Catechesis of the Good Shepherd uses a Montessori approach to engage children in hands-on learning based on Sacred Scripture and Liturgy. It is designed to nurture a child’s pre-existing relationship with God. The children learn in a specially prepared environment called the Atrium, a sacred and special space where children engage in a process of reflection and interaction. This time spent in the Atrium allows for even the youngest child to build a lifelong relationship with Christ and His Church.

Grammar, Logic & Rhetoric (ages 6-18)

Saint Mary Academy strives to make available to families a rigorous Catholic Classical education grounded in the Liberal Arts (Trivium and Quadrivium) and the Great Books of the Western Canon, seeking to form students who love the True, the Good, and the Beautiful.

To this end, the core curriculum of Saint Mary Academy integrates the history of the Hebrew People, Classical Antiquity, and Christendom with Religion, Art, and Literature.  

As John Senior noted, the wisdom of the Great Books "only properly grows in an imaginative ground saturated with fables, fairy tales, stories, rhymes, adventures, which have developed into the thousand books of Grimm, Andersen, Stevenson, Dickens, Scott, Dumas and the rest.” Accordingly, classroom instruction at the elementary stage aims to inspire the poetic imagination by deep engagement with classic works of art and literature, while guiding students through the necessary growth in reading, writing, and elementary mathematics to begin the study of the Trivium and Quadrivium. 

Proceeding into the Liberal Arts properly speaking, some short definitions of the Trivium and Quadrivium are in order:

Trivium

Grammar - the art of the structure of language and the relationship of symbol to reality.
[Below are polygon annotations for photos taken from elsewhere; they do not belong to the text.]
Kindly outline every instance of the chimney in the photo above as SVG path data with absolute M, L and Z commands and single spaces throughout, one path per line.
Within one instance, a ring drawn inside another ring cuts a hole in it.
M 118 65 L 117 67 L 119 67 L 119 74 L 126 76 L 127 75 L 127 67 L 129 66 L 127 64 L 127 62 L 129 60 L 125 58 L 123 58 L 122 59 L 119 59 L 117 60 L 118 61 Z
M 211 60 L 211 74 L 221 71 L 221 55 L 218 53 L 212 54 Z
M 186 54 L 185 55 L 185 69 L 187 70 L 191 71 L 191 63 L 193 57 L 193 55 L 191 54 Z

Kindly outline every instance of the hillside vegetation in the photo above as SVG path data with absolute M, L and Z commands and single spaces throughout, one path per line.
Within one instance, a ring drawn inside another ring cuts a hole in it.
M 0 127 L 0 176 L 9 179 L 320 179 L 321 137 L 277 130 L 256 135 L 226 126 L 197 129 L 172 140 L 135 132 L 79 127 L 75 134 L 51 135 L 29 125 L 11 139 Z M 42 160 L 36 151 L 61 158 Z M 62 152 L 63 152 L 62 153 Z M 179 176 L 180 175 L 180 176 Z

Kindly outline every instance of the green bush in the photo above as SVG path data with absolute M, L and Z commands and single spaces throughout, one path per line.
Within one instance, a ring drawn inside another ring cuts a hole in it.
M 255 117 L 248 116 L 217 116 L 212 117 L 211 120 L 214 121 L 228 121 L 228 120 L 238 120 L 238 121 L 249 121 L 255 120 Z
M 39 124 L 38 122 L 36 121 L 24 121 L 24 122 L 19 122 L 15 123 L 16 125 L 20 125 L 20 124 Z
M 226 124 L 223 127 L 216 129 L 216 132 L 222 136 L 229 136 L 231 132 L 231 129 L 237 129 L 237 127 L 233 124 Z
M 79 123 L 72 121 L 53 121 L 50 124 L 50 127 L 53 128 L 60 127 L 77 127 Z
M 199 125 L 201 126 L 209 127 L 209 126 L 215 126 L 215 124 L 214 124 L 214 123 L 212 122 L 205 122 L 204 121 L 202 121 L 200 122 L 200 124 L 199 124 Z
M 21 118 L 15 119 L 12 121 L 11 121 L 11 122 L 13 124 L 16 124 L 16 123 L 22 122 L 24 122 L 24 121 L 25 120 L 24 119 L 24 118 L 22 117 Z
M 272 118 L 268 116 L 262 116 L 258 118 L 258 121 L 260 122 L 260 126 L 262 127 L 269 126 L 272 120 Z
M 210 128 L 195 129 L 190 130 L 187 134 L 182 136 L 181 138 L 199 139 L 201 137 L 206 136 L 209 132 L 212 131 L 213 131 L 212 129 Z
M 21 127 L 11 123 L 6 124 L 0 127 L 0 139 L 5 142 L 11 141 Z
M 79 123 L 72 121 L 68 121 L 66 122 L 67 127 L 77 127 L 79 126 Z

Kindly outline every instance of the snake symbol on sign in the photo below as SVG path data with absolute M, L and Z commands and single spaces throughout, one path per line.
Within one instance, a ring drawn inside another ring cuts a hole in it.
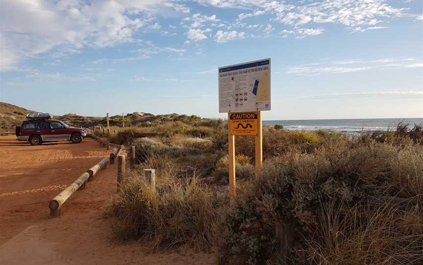
M 251 125 L 251 124 L 250 124 L 249 123 L 247 123 L 245 126 L 244 126 L 243 124 L 242 124 L 241 123 L 238 123 L 238 126 L 235 129 L 239 129 L 239 126 L 241 126 L 241 127 L 242 127 L 243 129 L 247 129 L 248 128 L 253 129 L 253 126 Z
Students at Saint Mary Academy learn the 
Logic - the art of rational thought - the weighing of of symbolically expressed realities to arrive at true propositions about those realities. 
Rhetoric - the art of communicating thought with clarity, force, and beauty.


“Grammar is concerned with the thing as-it-is-symbolized. Logic is concerned with the thing as-it-is-known. Rhetoric is concerned with the thing as-it-is-communicated.” (Sister Miriam Joseph, The Trivium)


Quadrivium

Arithmetic - relations of pure numbers

Geometry - relations of space and number

Music - application of number in time

Astronomy - application of space and number in time

The Quadrivium taken as a whole – God created the world according to geometric and harmonic principles. Our aim in studying these principles is to seek God through the order of creation and rejoice in it. 


The Great Books

A fundamental feature of classical education is immersion in the Great Books, the "best that has been thought and said."   Students at Saint Mary Academy read Homer, Sophocles, Thucydides, Plato, Aristotle, Euclid, Plutarch, Virgil, St. Augustine, Dante, St. Thomas Aquinas, Chaucer, Shakespeare, Cervantes, Dostoevsky, St. John Henry Newman, and much more

Latin

From the middle ages well into early modernity, education required mastery of Latin in addition to the student’s native language. We continue this tradition because Latin literature spans the movement from Classical Antiquity to Christendom. We can see the elevation of nature by grace and of reason by revelation when we read Cicero and St. Augustine, for instance. As Pope St. John XXIII wrote in Veterum Sapientia, “The wisdom of the ancient world, enshrined in Greek and Roman literature, and the truly memorable teaching of ancient peoples, served, surely, to herald the dawn of the Gospel which God’s Son, ‘the judge and teacher of grace and truth, the light and guide of the human race,’ proclaimed on earth."


The Practical Arts

To prepare to live out Saint Benedict's injunction to "work and pray," Saint Mary Academy students learn the technical arts as well - how to apply their hands as well as their minds to crafts both beautiful and useful.